La solitudine, come si diceva all’inizio, non è piacevole o spiacevole di per sé stessa. Si può dire che essa sia la condizione naturale di chi si è risvegliato. Di fatto, i grandi illuminati della storia, come Buddha o Gesù, erano le persone più sole che fossero mai esistite, nonostante fossero circondate da migliaia di seguaci e conoscenti. Nessuno dei loro contemporanei era in grado di comprenderli appieno… a nessuno potevano confidarsi, ma il punto è che essi non ne avevano alcun bisogno. Erano pienamente consapevoli di sé, avevano estirpato i fili della dipendenza e della proiezione, avevano combattuto e vinto le proprie battaglie, conquistando la completezza. E questa completezza si celebra proprio nella più totale solitudine e nel più vuoto silenzio.

Fa paura, vero?

Se questa prospettiva ci sembra terribile e oscura, è solo perché siamo ancora immersi nella proiezione e nel bisogno. Quando la sorgente interna viene trovata, e la necessità ossessiva di ricevere da fuori si placa, rivendichiamo la nostra pace e conquistiamo la libertà. La libertà dalla dipendenza, dall’aspettativa, dalla parzialità. La libertà di amare senza contaminazioni. Gesù e il Buddha amavano, ma la grandezza del loro amore e della loro compassione era connaturata alla loro indipendenza ed autosufficienza interiore.
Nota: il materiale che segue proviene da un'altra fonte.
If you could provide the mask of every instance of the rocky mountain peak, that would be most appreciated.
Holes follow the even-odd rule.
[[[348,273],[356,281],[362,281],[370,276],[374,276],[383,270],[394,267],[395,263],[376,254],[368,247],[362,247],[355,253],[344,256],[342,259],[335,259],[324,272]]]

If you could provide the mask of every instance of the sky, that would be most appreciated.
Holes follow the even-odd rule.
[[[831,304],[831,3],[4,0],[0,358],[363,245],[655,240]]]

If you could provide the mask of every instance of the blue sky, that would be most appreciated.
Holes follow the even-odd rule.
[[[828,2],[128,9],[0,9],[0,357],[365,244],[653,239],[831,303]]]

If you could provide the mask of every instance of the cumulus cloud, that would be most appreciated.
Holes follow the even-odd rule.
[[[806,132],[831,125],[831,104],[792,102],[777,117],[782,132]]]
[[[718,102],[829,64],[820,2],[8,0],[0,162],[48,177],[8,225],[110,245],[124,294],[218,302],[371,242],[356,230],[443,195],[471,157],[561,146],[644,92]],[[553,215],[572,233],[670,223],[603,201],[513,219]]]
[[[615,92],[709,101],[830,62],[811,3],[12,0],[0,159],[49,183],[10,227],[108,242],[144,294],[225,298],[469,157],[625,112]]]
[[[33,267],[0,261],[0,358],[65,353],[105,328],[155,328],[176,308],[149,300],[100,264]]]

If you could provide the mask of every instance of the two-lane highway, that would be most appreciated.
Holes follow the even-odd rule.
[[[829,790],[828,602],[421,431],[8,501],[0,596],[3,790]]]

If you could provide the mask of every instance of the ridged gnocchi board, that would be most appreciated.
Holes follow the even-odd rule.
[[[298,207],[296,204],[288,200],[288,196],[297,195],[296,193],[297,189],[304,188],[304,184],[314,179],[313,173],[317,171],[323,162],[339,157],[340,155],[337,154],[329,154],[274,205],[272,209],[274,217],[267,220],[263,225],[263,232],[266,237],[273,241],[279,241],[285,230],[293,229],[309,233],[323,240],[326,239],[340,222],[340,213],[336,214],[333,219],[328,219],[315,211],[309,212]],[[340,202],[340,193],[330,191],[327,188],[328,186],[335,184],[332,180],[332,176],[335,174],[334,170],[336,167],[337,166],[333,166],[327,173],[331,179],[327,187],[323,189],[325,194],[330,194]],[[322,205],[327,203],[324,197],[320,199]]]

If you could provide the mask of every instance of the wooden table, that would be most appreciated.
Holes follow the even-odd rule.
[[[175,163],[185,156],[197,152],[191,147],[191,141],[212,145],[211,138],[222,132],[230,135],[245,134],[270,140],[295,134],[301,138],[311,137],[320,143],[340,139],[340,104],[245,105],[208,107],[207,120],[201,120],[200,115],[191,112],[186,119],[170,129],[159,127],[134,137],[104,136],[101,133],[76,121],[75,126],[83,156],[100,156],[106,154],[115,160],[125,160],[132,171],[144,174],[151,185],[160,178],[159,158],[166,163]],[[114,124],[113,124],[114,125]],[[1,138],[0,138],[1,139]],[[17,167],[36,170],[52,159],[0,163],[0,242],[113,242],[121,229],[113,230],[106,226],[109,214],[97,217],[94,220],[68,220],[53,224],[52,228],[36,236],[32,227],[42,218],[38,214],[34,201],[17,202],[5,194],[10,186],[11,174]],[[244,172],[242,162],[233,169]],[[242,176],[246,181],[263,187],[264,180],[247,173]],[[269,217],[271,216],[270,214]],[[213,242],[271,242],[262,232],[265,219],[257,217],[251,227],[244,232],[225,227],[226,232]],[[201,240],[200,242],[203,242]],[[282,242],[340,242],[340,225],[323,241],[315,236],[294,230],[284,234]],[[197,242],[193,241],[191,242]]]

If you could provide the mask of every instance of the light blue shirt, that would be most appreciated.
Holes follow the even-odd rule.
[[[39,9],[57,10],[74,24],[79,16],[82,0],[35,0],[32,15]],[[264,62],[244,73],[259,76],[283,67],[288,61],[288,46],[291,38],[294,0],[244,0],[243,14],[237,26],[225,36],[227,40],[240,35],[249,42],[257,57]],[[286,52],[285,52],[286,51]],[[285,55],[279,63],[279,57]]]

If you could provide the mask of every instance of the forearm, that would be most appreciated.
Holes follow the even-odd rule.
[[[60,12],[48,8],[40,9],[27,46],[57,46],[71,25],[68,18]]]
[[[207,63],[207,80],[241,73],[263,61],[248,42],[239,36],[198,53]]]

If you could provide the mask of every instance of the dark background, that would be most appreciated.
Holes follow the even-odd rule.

Col tempo la nostra coscienza si espande e muta, ma non solo: anche i nostri occhi cambiano. Prima o poi, gradualmente, comprendiamo l’esortazione di Sant’Agostino: “Non uscire fuori, rientra in te stesso: nell’uomo interiore abita la verità”.

Ed ecco che la solitudine non è più un antro freddo e buio, ma diviene un luogo di Presenza e Beatitudine; non è più sinonimo di mancanza e dolore, ma di coscienza e libertà. E immersi in quello stato, non ricerchiamo più la compagnia di altri per bisogno, ma per libera scelta; non stiamo più con il partner per paura del mostro della solitudine, ma per libera volontà di condividere la vita. Senza paura, senza dipendenza, senza aspettative, pronti a ricevere quello che arriverà e a dare ciò che sentiremo giusto dare.

Può sembrare utopistico e inarrivabile, ma questa è la destinazione che ci attende, e tutti (nessuno escluso) siamo in corsa verso questa direzione.